Ripartire dal 4 agosto

Venerdì, 09 settembre 2011

Con lo sciopero del 6 settembre la distanza tra sindacati ha raggiunto il suo apice.
Sembra lontanissimo quel giorno di fine giugno, quando Bonanni, Angeletti e Camusso firmavano insieme un accordo (quello sulla rappresentanza) dopo anni di divisioni e polemiche e finalmente la Cgil tornava a dare prova di lungimiranza. Oggi sembra tutto più difficile, tutto di nuovo in salita. Sembra che quel prezioso lavoro, affossato purtroppo dall'intempestiva e solitaria proclamazione di sciopero da parte della Cgil, sia improvvisamente evaporato insieme all'altro momento di forte coesione e di capacità di incidere nelle scelte del governo come fu la elaborazione, il 4 agosto, delle Proposte delle Parti Sociali.

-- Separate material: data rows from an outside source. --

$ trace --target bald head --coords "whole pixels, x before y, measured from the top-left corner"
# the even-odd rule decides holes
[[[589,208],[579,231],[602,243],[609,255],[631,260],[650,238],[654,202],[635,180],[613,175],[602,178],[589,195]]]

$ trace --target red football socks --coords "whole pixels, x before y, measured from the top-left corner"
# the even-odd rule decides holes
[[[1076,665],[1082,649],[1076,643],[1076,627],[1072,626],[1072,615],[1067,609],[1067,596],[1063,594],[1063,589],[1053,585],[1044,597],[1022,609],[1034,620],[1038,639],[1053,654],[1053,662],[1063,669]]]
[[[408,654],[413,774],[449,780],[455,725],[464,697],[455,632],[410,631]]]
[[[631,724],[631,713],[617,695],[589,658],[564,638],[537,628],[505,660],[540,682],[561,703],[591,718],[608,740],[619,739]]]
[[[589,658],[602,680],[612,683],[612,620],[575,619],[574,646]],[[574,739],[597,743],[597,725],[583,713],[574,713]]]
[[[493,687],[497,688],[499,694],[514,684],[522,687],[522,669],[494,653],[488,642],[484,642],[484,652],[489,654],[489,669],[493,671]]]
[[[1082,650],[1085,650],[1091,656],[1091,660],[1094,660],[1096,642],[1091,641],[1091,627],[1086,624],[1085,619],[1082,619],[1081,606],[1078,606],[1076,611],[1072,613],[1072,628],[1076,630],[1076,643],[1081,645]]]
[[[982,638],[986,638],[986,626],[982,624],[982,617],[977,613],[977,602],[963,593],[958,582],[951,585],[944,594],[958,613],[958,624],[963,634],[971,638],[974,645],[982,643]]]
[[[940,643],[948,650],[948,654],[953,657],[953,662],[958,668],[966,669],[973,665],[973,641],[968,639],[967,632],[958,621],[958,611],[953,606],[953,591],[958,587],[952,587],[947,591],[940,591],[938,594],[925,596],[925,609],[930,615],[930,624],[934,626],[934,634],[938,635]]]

Il contesto però è cambiato: la crisi continua a mordere, Borsa e spread hanno dimostrato la debolezza della nostra credibilità internazionale, le agenzie di rating hanno spostato l'attenzione sui nostri conti e sulle nostre stime di crescita.
In questa drammatica situazione gli italiani non sono stati sordi; hanno ascoltato con pazienza le notizie e inteso le ragioni dei mercati, hanno compreso la straordinarietà del momento senza cadere in pericolose tentazioni populiste o in antiquate pulsioni ideologiche; si sono dimostrati maturi e responsabili, pronti a fare i dovuti sacrifici, pretendendo però equità. Ma oggi, forse per la prima volta, questo popolo, che pure continua a guardare con speranza al suo Presidente della Repubblica, non trovando una autorità credibile a cui fare affidamento dei propri sacrifici, ha la sensazione di essere solo.
Inevitabilmente ciò ha prodotto un senso di frustrazione, rafforzato dalla sensazione che si continui a perdere tempo, che si siano bruciati miliardi in continui ripensamenti. E tutto ciò in uno stucchevole gioco di mosse e contromosse tra maggioranza e opposizione, tra lobby e consorterie, tipico di fazioni piuttosto che di attori consapevoli della realtà.
La nostra considerazione è che manca la Politica, quella con la P maiuscola, perché oramai è chiaro che non si tratta solo di saldi contabili o di tasse, di pensioni o di imposte sul valore aggiunto. Aggiungiamo che se l'intero sistema politico non ritrova una nuova coesione non potremo avere che ulteriori e peggiori problemi.
I ripetuti appelli del Presidente Napolitano impongono una discontinuità nell'atteggiamento di tutti, per evitare che la già fragile coesione sociale, messa duramente alla prova dalla crisi economica e da un ventennio di risse e delegittimazioni continue, rischi di deflagrare definitivamente.
La mediocrità del dibattito impedisce anche di reagire ai richiami internazionali: ben più di una pessima prova di rispetto per le istituzioni nell'anno del centocinquantesimo anniversario dell'unità d'Italia.
Ma c'è un punto sul quale diventa possibile riannodare il filo del confronto ed è quello legato alla comprensione del come è stato possibile arrivare a tanto; del perché, utilizzando ancora una volta le parole di Napolitano, "si è ritardato ed esitato ad affrontare più risolutamente, con coerenza e continuità, il vincolo, che doveva essere allentato e sciolto, del pesante debito pubblico accumulato in precedenza".
Ognuno deve fare la sua parte oppure a dimettersi se non ne ha le forze, Presidente del Consiglio compreso. Le Parti Sociali, tutte, devono ripartire dai comuni propositi del 28 giugno e dal 4 agosto, riaffermando la via del lavoro per salvare il Paese e chi rappresentano. In blocco dobbiamo poi pretendere che, con un accordo, il governo ed il Parlamento facciano proprie queste istanze e richieste. E dobbiamo farlo nei prossimi giorni.